As usual, a message from my friend provoked a long, unnecessarily obtuse response from me. But perhaps that is interesting, and perhaps relevant, to read. So here it is. [NOTE: This is not word for word. I have edited for literary effect.]
Hi/I DONT KNOW WHAT TO DO/my mom told me today “dont get your hopes up about cambridge. its a game of luck. prepare for rejection”[and i know she makes a valid point[but that just made me even sadder and even more scared[am i supposed to be positive and idealistic abt this?! or should i be realistic??????EJLHGRrhuisilh
[Background. My friend wants to apply to Cambridge. She is incredibly smart—and has remarkably good grades, which, although doesn’t determine everything, matters in Uni application. However, she is suffering from imposter syndrome and what I name (taken from my badass college counsellor) College-Making-Smart-People-Feel-Stupid syndrome. I had been suffering this for the past month or so, although recently I have became numb—one can only be so worried for so long, until one realize that there is no point to the worrying, and one just has to do what one gotta do and wait for the coin toss.]

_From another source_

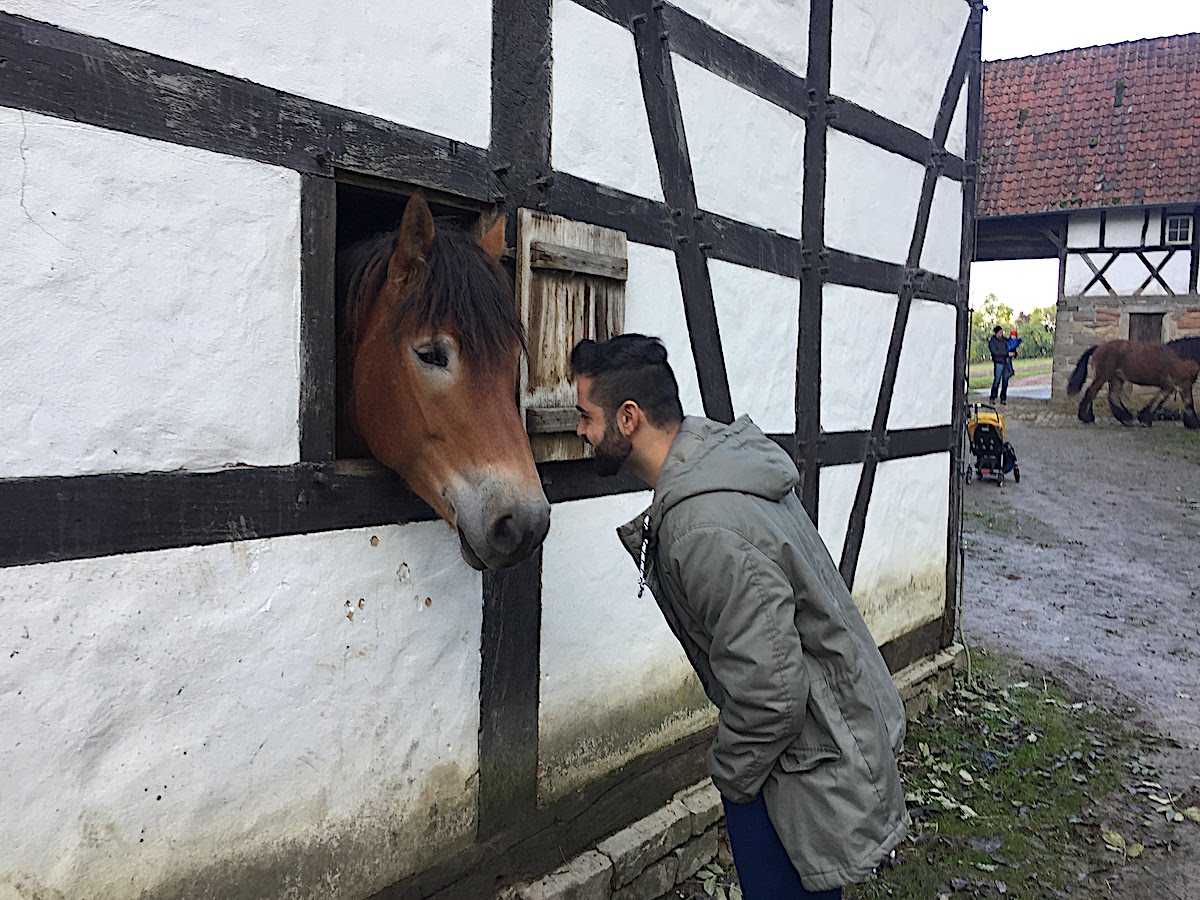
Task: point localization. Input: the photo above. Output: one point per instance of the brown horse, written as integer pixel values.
(429, 348)
(1140, 363)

My reply: =added ex post facto
I don’t think it is a game of luck./As in, of course luck plays some role, but you just have to try your best and turn the odds your way[I think that it doesn’t matter whether you are positive and idealistic or realistic[The important part is just what you do [for that is what matters]]As in, are you gonna keep on working your ass off until December or give up, no matter whether you are positive or pessimistic [I am a firm behavourist in this respect, I guess. What you believe is, most of the time, just what you do. Because we can lie to even ourselves our intention for action—to use Anscombe’s example, just because Truman told himself that he bombed Hiroshima to destroy some military base does not absolve him of guilt.]]I’ve read a very interesting theological interpretation of protestantism[Many sects [most famously, Calvinism and Lutheranism—Nietzsche, perhaps, was influenced in this regard] have the idea of predestination[But the paradoxical thing is that predestination doesn’t make you work less but makes you work harder[(Hence the famous book by Weber called the The Protestant Ethic and the Spirit of Capitalism)[This is because Luther insisted on the utter impenetrability of God and fate[So you are predestined. But you cannot know how you are being predestined.[And you are in some sense proving your fate by working as hard as you can[And then after you’ve reached the end you would retroactively call it necessity/destiny [hence why it is fate. When you look back it all seems so natural, that it has to happen this way, although “the future’s [always] uncertain, and the end is always near”][When that is the most radical freedom (freedom under predestination/luck) [freedom to make your action your destiny][So, ummm, I guess the takeaway is[To try your hardest under a game of luck is the greatest freedom.[I guess that is inspiring?
As Camus says in The Rebel: “It is not sufficient to live, there must be a destiny that does not wait for death.”
And as Shakespeare says in A Midsummer Night’s Dream:
If then true lovers have been ever crossed,
It stands as an edict in destiny.
At last, a beautiful passage from Heidegger’s What is called Thinking—one that I wanted to use in numerous essays but never found a chance.
“But the fateful character of being destined to such thinking, and thus that destiny itself, will never enter our horizon so long as we conceive the historic from the start only as an occurrence, and occurrence as a causal chain of events. Nor will it do to divide the occurrences so conceived into those whose causal chain is transparent and comprehensible, and others that remain incomprehensible and opaque, what we normally call “fate.” The call [of thought] as destiny is so far from being incomprehensible and alien to thinking, that on the contrary it always is precisely what must be thought, and thus is waiting for a thinking that answers to it.” (p.165)
Typical enigmatic, beautiful Heidegger.